The only consolation I may offer is that I was a second child myself and probably didn’t get the same attention either. Does that help?


January 16, 2010
I cried today. I cried about something that happened to someone else 40 years ago. Maybe I didn’t get enough sleep last night as my emotions are a bit on the edge. Before having Madden, I would hear tragic stories involving children and they would give me pangs but since Madden was born, these same stories haunt and terrify me. I can’t bear to hear them.
Today a patient was asking about my pregnancy and we got to talking about children and distances between kids, etc. She mentioned that she had two girls but one of them died rather unexpectedly at the age of 15. Then she looked away and her face showed such pain. It was 40 years ago for her and she’s moved on but she said you never really get over it. How could you?
I was home about two hours later after finishing all my patient checks and I started to tell Eric the story. I choked and then I lost it. I cried for someone else’s lost child from over 40 years ago.

2 comments:

Sarah Stewart said...

I know what you mean about your feelings changing when hearing stories about children, I can't watch or read about things like this any more without feeling it. I think it's because you can really relate to the absolute and all consuming love for a child and the emotions that are attached to that. http://twoclickstoalifedownunder.blogspot.com/2010/03/tigress.html - this is how I feel too.
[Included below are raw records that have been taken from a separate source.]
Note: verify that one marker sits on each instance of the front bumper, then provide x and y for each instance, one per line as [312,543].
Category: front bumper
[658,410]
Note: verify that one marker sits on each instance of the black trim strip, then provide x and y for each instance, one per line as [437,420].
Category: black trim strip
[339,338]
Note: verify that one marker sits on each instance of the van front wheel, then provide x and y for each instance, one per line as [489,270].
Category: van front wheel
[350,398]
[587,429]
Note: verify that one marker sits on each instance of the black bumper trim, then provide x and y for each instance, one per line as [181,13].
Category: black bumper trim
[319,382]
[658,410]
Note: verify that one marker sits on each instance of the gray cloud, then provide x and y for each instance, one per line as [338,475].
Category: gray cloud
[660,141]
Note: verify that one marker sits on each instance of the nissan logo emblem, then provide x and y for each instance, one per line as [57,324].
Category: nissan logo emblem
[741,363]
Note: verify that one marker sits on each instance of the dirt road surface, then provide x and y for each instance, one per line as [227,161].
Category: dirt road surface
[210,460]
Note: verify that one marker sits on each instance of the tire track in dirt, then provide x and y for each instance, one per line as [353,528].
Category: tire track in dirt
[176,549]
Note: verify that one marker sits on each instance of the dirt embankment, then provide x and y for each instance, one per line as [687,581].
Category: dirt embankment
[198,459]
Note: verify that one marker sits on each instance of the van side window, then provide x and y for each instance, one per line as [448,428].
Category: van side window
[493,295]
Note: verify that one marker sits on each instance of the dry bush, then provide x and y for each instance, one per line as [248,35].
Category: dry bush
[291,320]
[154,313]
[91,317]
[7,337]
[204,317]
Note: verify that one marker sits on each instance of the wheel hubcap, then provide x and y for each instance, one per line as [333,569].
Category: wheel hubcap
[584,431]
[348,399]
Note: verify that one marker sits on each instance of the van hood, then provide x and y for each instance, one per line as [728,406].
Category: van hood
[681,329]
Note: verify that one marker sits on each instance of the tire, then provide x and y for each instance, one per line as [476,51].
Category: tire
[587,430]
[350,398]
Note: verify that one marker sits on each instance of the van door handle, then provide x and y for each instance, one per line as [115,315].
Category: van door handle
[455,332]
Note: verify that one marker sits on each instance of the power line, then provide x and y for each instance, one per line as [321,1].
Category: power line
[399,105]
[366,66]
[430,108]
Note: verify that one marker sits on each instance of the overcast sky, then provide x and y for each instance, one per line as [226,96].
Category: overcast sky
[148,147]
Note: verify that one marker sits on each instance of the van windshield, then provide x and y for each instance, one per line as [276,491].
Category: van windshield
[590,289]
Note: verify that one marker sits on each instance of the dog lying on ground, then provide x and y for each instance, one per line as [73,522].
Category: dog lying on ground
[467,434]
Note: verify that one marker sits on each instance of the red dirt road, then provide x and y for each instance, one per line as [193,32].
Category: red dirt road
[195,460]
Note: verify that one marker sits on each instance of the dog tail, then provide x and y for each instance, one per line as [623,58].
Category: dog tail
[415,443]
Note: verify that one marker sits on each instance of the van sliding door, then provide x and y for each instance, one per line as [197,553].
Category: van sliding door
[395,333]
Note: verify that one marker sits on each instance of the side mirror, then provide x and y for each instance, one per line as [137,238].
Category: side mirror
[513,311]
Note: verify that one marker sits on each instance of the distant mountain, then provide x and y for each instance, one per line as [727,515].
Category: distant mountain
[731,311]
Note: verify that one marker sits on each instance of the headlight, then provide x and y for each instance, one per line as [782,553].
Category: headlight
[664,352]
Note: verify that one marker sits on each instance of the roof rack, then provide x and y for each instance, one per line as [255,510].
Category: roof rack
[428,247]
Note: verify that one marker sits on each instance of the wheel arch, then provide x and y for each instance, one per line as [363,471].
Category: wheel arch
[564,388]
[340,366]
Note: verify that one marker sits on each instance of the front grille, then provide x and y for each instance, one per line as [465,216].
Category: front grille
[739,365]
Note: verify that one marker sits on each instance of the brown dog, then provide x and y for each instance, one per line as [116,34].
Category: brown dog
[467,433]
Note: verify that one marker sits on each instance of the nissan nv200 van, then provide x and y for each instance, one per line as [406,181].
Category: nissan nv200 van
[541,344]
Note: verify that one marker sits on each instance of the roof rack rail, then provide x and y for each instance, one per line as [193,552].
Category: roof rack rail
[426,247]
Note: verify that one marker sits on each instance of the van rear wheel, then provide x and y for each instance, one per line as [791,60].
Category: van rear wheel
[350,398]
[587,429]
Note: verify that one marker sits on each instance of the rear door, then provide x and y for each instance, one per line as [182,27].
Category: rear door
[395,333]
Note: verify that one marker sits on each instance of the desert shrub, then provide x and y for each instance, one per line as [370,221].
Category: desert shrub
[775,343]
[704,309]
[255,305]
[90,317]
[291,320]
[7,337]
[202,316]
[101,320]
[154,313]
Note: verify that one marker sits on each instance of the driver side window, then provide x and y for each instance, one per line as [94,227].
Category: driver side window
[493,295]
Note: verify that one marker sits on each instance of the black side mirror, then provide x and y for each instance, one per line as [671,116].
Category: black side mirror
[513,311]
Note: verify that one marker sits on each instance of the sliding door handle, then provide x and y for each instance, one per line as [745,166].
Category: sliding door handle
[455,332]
Lovely to read about your pregnancy. Enjoy! x

AKS said...

I'm crying for her too right now. I often think about the many couples we know that have tried, like us, for years to get pregnant and to only miscarry. I cry for them almost weekly. Life is just so hard to understand sometimes. But there's this too - last year I braved a new baby class in preparation for our adoption (which we thought at that point would be so much faster). I was the only non-pregnant person there. At the beginning of the class everyone introduced themselves - names, due date, gender of baby, ect. When I introduced myself, I said that my husband and I were adopting our first baby, so the due date was unknown and so was the gender. I tried to explain the immense joy that we felt in our adoption journey after such a sad bout of infertility. Many of the moms-to-be cried, some even sobbed quietly. I was so touched by the emotions these women felt for a complete stranger. Feeling the pain (and joy) of others is a truly beautiful thing sometimes.